All Kinds of Love Featured Fiction

Here Kitty

Dust particles gather over my chest in the darkness. I don’t have to open my eyes. I can smell them: talcum and wood shavings. It’s the scent you had, from the day I brought you home from the shelter to the last day, when I buried my face in your fur before handing you to the nurse. I wouldn’t be able to handle it if you died with your eyes open. This is what I told the nurse. She nodded and turned away, your striped tail hanging like a comma from her arm.

That morning before I took you to the vet, you’d jumped up onto the table when the kids were eating breakfast and shit everywhere—an explosion of sticky, rank feces that speckled their faces.

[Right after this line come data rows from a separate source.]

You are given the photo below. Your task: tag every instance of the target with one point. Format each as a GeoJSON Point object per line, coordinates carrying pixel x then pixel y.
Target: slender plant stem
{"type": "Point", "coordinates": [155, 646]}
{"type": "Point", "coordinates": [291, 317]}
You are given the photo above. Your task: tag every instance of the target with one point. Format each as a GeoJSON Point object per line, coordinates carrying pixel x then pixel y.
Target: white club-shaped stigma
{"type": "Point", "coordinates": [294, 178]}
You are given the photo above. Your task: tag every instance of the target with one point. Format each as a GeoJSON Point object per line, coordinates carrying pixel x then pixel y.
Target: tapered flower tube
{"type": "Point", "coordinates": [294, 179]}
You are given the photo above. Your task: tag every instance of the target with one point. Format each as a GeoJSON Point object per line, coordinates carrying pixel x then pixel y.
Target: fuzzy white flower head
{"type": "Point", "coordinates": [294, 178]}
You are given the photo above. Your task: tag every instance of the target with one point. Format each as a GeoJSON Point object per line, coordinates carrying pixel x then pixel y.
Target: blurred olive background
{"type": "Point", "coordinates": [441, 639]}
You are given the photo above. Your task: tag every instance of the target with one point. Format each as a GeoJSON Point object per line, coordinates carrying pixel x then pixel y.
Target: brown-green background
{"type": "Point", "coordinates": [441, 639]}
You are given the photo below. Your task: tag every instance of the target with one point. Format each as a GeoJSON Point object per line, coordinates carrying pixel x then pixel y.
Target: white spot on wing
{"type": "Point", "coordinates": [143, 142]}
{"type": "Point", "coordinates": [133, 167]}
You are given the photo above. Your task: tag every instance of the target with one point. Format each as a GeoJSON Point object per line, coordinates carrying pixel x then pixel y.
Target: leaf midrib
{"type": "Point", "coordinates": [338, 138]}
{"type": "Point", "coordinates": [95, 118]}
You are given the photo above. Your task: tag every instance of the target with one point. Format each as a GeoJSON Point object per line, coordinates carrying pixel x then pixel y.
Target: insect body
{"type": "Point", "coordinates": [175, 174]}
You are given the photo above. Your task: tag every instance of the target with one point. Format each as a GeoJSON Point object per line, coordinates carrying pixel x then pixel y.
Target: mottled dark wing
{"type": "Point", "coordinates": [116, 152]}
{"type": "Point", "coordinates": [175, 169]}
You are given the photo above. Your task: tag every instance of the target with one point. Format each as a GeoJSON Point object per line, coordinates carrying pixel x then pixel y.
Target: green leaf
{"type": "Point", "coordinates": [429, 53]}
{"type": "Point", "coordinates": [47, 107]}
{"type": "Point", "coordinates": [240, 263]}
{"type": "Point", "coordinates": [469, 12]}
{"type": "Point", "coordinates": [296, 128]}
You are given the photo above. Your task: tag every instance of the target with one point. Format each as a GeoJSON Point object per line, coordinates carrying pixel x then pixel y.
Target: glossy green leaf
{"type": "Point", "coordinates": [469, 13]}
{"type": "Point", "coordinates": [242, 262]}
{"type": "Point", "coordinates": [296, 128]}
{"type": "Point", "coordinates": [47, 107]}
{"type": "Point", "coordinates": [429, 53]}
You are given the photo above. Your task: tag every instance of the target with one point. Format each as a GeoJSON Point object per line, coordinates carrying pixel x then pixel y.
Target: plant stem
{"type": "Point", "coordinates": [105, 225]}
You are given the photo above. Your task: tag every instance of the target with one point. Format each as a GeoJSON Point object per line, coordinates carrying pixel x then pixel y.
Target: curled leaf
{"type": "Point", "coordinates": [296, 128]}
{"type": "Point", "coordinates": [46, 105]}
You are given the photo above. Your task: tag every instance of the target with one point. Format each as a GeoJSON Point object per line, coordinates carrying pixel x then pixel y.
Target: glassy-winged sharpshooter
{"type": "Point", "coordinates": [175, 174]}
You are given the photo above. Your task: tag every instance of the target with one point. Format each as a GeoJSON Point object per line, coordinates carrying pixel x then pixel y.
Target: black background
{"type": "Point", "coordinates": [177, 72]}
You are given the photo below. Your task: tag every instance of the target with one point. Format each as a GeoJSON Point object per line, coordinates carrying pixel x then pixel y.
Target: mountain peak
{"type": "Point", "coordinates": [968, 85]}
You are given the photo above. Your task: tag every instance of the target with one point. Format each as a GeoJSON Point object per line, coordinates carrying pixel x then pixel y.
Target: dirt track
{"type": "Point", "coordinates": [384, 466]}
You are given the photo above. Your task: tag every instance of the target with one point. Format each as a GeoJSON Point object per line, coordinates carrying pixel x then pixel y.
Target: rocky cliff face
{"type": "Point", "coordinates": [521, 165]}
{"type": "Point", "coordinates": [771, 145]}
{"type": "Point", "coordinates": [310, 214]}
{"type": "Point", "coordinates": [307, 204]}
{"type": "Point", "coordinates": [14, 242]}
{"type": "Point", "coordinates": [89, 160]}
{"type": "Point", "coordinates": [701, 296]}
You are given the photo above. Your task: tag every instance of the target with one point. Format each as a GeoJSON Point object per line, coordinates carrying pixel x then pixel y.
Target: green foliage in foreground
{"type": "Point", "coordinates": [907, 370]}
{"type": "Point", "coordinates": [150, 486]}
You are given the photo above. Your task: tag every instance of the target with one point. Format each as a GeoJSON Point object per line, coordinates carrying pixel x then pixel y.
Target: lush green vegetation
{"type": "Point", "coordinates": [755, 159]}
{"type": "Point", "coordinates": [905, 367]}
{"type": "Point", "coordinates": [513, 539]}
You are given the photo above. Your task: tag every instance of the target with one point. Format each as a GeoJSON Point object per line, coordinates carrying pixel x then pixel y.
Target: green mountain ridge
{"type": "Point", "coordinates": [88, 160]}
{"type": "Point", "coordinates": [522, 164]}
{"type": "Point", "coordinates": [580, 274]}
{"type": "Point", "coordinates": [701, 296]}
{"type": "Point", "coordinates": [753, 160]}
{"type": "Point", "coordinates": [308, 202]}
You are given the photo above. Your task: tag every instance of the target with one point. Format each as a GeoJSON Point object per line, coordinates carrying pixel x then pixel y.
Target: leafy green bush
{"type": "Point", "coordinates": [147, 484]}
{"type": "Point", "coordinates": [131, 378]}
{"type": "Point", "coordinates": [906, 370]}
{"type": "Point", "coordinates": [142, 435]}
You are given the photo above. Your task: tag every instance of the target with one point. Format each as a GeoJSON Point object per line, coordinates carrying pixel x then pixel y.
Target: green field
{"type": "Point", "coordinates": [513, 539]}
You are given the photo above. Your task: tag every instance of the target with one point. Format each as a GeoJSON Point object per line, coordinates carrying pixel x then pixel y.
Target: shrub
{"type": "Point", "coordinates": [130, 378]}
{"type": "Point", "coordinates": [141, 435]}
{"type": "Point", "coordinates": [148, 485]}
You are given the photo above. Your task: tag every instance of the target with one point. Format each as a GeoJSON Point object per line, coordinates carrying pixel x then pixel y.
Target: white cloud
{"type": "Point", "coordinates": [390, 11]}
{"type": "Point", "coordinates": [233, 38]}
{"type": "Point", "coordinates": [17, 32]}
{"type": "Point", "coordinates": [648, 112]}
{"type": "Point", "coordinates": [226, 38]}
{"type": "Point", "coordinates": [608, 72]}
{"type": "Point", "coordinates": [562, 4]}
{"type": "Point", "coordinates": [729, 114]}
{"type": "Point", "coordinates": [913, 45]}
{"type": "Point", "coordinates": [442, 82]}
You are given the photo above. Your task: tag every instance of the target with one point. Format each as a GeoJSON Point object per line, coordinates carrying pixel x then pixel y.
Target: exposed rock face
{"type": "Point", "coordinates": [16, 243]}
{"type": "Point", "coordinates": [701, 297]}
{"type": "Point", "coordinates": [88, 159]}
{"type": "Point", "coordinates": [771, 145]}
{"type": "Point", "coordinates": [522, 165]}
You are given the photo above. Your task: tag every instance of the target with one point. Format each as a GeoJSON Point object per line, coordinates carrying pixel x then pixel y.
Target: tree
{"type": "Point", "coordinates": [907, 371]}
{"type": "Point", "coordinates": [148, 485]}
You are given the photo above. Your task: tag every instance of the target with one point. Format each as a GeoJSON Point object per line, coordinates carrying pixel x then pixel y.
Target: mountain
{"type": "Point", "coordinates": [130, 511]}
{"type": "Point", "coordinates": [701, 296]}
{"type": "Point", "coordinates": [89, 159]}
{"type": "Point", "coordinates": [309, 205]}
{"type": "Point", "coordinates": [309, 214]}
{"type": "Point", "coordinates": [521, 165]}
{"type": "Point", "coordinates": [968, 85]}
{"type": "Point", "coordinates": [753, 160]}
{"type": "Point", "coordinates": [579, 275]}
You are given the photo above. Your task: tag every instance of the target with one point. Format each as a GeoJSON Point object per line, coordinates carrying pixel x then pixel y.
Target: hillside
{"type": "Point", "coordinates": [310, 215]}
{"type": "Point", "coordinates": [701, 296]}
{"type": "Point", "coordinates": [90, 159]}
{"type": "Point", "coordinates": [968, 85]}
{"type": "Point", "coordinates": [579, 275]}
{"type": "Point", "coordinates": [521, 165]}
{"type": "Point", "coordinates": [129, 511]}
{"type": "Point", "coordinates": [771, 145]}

I was calm amidst the chaos. I bathed the kids, and once they left for school, bleached the walls and floors and chairs and table. Then I called your vet. You hadn’t used your litter box in a year, even though I cleaned it after every use and tried different kinds of litter. I was tired of shampooing rugs and washing globs of crap off the kids’ feet in the middle of the night when they made their way to the bathroom in the dark. Your vet said incontinence was common in geriatric cats. So was weight loss, and your weight was dropping. I hand fed you salmon and bought you special food. Nothing worked.

Shitting in the middle of the table, the vet said, was likely psychological. Felines, like humans, can experience cognitive decline as they age. I pressed the phone to my ear and sat beside you in the cushioned alcove of the bay window. Your marigold eyes reflected the clouds drifting over the cornfields. The vet said it was understandable if I didn’t want to prolong your decline. She said it was the humane option. She said these things and I felt empty as starlight.

My four-year-old, who you never knew, snores gently beside me. I slide my hand across the mattress to find her leg, which is warm and soft.

When you were four years old, you bolted out of the house one evening when I came back from campus. You were missing for a week. I went out every night, calling your name, crying into the phone when friends called. What would I ever do without you?  Your sweet head-butts. Your company while I bathed, and when you’d sit on the edge of the tub and drink the little cups of water I offered from my hand. Your fur, which never lost its kitten downiness.

The dust has settled on my chest. I take a jerky inhale and its weight shifts. When I open my eyes, electric wisps crackle in the darkness.